Grading student work
People I seriously respect suggest teaching ggplot2 before base graphics as a way to get people up and going quickly making pretty visualizations. This is a good solution to the little data scientist’s predicament. The tricky thing is that the defaults in ggplot2 are just pretty enough that they might trick you into thinking the graph is production ready using defaults. Say for example you make a plot of the latitude and longitude of quakes data in R, colored by the number of stations reporting. This is one case where ggplot2 crushes base R for simplicity because of the automated generation of a color scale. You can make this plot with just the line:
ggplot() + geom_point(data=quakes,aes(x=lat,y=long,colour=stations))
And get this out:
That is a pretty amazing plot in one line of code! What often happens with students in a first serious data analysis class is they think that plot is done. But it isn’t even close. Here are a few things you would need to do to make this plot production ready: (1) make the axes bigger, (2) make the labels bigger, (3) make the labels be full names (latitude and longitude, ideally with units when variables need them), (4) make the legend title be number of stations reporting. Those are the bare minimum. But a very common move by a person who knows a little R/data analysis would be to leave that graph as it is and submit it directly. I know this from lots of experience.
The one nice thing about teaching base R here is that the base version for this plot is either (a) a ton of work or (b) ugly. In either case, it makes the student think very hard about what they need to do to make the plot better, rather than just assuming it is ok.

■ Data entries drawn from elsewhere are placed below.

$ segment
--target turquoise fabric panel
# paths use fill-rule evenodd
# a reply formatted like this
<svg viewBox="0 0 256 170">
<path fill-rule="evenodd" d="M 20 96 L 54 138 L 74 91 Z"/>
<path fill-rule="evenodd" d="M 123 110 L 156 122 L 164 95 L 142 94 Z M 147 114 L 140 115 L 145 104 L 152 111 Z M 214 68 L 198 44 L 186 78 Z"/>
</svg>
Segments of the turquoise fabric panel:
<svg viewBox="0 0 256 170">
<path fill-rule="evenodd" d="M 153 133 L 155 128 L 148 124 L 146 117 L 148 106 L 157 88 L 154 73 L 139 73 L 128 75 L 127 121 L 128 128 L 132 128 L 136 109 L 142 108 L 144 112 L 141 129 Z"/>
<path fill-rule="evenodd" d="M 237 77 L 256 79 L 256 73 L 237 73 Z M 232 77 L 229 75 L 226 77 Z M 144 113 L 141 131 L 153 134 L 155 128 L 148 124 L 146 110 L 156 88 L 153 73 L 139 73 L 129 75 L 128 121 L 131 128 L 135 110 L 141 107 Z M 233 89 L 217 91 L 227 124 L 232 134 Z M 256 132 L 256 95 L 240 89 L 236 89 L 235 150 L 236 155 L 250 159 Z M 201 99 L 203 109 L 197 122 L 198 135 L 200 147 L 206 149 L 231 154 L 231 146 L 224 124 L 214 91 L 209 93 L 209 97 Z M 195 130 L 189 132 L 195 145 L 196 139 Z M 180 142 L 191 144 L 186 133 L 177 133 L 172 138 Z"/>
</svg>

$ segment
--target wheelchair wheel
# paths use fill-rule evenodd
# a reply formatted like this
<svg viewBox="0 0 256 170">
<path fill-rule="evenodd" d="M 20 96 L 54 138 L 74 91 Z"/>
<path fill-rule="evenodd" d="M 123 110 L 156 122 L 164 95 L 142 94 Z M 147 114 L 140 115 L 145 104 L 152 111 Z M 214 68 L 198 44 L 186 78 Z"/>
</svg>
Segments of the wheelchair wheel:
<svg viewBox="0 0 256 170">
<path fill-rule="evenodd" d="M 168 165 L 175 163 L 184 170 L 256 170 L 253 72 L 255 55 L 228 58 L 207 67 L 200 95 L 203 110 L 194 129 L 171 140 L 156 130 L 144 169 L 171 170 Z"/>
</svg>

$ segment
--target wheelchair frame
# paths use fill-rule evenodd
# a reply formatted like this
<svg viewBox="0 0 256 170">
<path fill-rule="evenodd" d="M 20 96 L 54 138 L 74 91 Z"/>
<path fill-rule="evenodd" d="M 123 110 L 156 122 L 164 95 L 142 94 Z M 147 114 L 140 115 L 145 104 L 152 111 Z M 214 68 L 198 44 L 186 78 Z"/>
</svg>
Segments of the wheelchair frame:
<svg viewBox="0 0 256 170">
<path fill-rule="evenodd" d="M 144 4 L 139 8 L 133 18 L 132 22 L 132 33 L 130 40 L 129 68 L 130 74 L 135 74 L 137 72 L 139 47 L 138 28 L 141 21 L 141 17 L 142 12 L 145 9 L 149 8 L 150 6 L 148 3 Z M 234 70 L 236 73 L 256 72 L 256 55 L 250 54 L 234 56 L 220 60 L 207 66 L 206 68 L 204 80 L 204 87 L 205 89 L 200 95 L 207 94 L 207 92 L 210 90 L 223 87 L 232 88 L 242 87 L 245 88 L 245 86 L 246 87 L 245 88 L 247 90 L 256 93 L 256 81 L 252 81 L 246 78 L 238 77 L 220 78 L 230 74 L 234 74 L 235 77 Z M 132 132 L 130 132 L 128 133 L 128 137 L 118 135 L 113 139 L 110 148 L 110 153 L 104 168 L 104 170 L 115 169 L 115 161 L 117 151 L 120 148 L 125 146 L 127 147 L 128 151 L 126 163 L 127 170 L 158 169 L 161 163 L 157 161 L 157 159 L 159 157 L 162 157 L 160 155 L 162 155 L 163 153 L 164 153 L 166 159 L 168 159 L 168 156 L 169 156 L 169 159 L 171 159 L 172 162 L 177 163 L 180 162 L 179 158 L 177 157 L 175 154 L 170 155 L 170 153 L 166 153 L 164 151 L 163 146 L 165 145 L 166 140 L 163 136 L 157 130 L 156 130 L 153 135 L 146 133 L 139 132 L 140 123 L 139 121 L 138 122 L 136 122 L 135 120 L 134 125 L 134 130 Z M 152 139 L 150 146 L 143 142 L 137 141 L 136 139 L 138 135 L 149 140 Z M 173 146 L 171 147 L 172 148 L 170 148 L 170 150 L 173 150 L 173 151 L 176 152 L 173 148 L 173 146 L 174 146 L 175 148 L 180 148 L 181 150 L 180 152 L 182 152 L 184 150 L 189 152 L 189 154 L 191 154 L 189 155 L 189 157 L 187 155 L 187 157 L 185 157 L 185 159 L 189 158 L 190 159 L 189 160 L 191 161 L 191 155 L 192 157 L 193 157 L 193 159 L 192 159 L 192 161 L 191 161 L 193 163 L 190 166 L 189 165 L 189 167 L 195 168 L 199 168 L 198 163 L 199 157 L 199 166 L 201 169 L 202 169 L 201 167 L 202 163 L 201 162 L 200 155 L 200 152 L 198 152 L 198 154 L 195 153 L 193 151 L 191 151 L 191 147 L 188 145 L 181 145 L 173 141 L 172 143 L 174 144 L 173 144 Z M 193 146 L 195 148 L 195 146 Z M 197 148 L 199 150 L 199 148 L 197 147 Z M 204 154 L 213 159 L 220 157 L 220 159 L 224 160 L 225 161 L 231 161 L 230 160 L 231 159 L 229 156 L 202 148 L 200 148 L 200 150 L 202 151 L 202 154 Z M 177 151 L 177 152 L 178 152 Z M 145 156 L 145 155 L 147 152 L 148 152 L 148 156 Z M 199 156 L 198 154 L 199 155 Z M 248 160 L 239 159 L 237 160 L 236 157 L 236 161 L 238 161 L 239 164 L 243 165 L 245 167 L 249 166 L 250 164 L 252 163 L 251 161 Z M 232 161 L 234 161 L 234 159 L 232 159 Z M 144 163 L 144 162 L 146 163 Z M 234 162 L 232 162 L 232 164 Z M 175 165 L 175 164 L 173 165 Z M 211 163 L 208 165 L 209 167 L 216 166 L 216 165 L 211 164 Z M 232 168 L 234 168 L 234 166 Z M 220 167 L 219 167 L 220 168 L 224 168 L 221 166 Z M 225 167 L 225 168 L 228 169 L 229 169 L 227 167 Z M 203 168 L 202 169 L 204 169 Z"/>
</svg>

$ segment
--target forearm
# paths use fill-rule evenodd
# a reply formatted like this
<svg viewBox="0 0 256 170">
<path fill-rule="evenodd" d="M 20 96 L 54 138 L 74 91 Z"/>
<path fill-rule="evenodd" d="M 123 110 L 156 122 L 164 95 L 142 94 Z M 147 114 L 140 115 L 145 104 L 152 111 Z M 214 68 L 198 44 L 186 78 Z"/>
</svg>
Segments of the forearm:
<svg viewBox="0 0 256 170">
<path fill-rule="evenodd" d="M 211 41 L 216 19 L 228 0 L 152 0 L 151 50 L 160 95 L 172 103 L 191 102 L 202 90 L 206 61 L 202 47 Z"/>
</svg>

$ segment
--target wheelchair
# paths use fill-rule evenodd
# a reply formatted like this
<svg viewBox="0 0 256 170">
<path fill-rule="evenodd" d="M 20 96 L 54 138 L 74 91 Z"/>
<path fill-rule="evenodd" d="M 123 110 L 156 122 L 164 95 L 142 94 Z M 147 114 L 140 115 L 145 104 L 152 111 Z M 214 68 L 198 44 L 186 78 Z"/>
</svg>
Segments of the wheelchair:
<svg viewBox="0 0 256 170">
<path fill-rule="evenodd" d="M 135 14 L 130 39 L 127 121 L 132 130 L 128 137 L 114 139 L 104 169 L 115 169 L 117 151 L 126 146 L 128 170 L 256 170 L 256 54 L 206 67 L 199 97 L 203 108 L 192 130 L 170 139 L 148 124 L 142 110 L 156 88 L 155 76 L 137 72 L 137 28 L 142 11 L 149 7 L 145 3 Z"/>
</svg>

Where ggplot2 is better for sure
ggplot2 being compatible with piping, having a simple system for theming, having a good animation package, and in general being an excellent platform for developers who create](https://ggplot2-exts.github.io/index.html) are all huge advantages. It is also great for getting absolute newbies up and making medium-quality graphics in a huge hurry. This is a great way to get more people engaged in data science and I’m psyched about the reach and power ggplot2 has had. Still, I probably won’t use it for my own work, even thought it disappoints my data scientist friends.